Benedict XVI wore the Fisherman's Ring daily, but other contemporary popes, including Benedict's successor Francis, wore it only during certain ceremonies. Pope Paul VI routinely wore a different ring, which commemorated the Second Vatican Council.

==Destruction==
Historically, upon the death of a pope, the Camerlengo ceremonially destroyed the ring (as well as the bulla) using a hammer in the presence of the College of Cardinals. The practice of destroying a late pope's signet ring originated as a means to prevent the issuance of forged documents during the sede vacante (the interregnum between the death of one pope and the election of another).

The apostolic constitution Universi Dominici gregis, which governs procedures during the sede vacante, directs the College of Cardinals to "arrange for the destruction of the fisherman's ring and of the lead seal with which Apostolic Letters are dispatched" during a meeting of the general congregation of cardinals, but does not set a specific time when the destruction must occur. However, the ritual typically occurs during a meeting of the general congregation of cardinals that precedes the conclave to elect a successor.

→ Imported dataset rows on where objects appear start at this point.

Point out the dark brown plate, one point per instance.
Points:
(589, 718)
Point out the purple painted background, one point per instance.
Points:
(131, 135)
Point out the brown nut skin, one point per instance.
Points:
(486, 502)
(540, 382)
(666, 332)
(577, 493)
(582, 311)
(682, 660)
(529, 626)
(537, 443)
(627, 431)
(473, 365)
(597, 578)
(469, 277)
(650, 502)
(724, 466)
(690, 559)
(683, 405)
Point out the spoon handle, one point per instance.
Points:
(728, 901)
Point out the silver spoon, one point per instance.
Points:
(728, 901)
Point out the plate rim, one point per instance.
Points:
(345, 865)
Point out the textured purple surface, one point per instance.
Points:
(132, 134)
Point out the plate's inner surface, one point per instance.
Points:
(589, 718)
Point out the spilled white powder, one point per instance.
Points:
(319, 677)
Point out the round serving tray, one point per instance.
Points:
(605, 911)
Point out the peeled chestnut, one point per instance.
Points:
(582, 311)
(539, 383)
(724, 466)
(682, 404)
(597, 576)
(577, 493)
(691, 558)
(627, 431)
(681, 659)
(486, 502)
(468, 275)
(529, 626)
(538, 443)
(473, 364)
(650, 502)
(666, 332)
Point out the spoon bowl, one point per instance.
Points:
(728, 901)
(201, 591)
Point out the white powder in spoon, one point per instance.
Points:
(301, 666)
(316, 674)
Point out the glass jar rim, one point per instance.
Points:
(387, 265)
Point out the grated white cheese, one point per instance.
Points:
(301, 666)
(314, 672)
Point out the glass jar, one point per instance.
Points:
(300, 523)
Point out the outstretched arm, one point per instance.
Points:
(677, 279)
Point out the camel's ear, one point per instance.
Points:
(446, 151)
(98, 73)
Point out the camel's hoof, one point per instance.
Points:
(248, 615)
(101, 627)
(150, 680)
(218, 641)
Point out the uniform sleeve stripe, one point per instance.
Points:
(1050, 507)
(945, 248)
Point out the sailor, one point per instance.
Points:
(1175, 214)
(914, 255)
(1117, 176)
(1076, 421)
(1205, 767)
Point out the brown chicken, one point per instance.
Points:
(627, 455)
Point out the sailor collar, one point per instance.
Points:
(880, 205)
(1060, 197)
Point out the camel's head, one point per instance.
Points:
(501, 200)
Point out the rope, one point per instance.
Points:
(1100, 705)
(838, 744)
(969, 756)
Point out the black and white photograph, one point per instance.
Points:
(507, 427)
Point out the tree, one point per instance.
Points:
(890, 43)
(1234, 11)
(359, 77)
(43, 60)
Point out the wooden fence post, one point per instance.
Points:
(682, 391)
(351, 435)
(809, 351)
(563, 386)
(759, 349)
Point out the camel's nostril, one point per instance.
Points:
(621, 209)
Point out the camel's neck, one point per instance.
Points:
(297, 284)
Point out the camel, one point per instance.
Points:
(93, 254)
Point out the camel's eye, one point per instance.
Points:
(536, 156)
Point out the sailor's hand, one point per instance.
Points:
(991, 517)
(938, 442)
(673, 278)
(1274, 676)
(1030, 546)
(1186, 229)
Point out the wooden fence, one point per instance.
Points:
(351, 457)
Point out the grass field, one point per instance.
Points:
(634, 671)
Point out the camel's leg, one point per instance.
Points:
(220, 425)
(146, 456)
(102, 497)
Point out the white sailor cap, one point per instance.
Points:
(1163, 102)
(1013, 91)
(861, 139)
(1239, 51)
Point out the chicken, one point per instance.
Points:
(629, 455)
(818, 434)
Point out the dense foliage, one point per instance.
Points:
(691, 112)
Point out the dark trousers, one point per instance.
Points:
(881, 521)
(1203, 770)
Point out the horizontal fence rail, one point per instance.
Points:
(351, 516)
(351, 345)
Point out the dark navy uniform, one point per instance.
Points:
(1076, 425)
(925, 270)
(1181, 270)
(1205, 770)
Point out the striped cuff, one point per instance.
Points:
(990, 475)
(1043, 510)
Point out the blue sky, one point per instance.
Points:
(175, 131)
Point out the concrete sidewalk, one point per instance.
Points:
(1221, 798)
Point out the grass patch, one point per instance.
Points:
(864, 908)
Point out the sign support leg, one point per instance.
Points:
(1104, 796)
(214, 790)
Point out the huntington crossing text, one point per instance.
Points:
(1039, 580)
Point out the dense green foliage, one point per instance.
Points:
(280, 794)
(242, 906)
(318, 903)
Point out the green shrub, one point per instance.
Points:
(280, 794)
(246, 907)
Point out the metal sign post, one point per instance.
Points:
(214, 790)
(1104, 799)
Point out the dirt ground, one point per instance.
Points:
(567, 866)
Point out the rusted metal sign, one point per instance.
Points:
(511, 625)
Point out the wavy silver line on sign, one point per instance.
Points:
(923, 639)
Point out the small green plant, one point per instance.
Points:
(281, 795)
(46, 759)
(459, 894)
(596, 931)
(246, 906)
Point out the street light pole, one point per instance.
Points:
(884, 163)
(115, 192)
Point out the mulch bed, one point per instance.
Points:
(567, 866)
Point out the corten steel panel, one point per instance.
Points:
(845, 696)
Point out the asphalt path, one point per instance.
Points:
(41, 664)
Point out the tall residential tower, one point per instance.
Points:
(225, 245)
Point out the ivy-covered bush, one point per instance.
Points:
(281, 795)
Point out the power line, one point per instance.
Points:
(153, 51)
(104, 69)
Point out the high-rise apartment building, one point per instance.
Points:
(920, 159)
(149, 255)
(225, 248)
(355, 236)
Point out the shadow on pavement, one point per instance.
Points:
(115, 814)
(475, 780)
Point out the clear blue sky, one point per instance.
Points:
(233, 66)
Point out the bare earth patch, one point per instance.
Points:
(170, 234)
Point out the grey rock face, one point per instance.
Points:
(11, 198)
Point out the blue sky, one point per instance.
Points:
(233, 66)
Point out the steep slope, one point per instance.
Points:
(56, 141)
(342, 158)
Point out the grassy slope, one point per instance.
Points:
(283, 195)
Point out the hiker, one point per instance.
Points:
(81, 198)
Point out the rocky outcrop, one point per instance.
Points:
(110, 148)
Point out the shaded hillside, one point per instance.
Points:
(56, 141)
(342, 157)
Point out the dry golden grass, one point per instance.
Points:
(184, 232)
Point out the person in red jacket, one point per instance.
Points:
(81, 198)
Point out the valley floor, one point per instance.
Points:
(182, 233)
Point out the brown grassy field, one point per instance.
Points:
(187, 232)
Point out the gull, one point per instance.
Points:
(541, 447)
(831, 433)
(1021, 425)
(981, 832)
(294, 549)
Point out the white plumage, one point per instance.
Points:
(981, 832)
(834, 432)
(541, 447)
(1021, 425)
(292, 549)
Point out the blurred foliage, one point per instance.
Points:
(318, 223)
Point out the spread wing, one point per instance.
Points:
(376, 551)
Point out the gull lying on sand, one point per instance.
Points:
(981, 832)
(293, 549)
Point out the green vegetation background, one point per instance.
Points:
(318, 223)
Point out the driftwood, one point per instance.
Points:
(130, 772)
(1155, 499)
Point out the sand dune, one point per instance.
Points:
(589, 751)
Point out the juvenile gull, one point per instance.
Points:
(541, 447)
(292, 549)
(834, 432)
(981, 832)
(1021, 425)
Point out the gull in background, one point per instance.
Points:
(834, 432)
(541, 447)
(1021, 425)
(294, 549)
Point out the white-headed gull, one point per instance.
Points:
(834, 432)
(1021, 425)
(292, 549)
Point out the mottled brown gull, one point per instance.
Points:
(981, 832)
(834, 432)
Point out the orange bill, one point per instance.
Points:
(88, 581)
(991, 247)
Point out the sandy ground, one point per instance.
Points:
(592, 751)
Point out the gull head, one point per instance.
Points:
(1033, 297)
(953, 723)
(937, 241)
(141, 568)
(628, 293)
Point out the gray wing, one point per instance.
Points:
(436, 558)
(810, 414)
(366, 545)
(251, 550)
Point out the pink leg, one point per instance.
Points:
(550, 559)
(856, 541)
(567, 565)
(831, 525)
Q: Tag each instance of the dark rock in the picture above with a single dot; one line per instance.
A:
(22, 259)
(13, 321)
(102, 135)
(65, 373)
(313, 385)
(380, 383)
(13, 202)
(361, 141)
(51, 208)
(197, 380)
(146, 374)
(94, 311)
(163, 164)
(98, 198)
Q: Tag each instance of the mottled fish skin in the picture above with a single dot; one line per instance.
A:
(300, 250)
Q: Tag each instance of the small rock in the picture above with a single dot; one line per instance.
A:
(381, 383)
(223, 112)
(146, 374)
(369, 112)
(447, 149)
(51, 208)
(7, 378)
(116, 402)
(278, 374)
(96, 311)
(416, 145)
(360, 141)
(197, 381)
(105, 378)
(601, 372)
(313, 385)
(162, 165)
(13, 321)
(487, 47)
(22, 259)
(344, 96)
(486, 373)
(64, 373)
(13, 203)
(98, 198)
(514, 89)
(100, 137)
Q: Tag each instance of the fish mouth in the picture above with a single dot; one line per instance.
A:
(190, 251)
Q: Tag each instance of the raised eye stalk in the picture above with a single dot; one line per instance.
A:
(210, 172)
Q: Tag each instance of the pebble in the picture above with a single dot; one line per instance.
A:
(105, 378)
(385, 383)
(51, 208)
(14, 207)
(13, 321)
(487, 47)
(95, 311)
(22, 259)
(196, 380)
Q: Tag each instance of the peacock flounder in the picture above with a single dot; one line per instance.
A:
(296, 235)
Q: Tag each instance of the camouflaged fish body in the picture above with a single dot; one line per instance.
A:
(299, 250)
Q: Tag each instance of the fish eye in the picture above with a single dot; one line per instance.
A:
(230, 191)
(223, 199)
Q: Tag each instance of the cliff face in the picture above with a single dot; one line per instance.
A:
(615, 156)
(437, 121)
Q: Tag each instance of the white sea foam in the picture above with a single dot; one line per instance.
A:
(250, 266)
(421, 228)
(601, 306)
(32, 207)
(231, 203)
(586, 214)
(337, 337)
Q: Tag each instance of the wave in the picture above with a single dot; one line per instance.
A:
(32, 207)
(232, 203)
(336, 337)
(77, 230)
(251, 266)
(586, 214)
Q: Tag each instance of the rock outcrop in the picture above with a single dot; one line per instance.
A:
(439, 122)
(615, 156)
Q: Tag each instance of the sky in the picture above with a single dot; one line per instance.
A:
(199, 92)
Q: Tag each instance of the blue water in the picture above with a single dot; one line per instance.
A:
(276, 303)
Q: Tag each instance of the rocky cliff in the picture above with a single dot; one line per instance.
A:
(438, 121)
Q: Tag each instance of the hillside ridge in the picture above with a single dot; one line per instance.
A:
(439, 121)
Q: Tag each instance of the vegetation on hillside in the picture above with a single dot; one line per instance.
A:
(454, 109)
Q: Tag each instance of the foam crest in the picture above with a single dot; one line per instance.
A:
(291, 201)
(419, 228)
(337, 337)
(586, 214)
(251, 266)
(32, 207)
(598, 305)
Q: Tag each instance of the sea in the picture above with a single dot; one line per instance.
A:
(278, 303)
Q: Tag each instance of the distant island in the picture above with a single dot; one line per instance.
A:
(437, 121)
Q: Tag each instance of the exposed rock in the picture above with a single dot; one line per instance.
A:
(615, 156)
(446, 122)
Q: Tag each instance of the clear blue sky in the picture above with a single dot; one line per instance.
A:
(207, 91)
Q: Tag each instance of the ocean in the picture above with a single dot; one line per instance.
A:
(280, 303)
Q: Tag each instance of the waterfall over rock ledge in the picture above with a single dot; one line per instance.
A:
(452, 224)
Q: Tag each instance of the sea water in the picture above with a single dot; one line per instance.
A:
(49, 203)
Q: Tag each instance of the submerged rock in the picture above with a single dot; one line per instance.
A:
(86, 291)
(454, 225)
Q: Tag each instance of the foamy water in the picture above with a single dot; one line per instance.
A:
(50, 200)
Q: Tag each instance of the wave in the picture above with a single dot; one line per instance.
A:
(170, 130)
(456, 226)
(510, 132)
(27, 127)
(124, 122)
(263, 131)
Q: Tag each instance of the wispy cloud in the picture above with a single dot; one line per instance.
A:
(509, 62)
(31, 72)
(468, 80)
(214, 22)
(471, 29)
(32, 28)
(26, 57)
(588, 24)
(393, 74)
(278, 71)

The broken Fisherman's Ring of Pius IX is part of the Alice and Louis Koch Collection of 2,500 rings at the Swiss National Museum in Zurich.

Upon the resignation of Pope Benedict XVI in 2013, the first papal resignation in more than six hundred years, Benedict's signet ring was not destroyed but was instead defaced by applying two deep cuts in the shape of a cross using a chisel. The ring and seals of Pope Francis were cut with a chisel by a laywoman in front of the College of Cardinals at their last General Congregation on 6 May 2025, as seen in a video posted by Vatican News.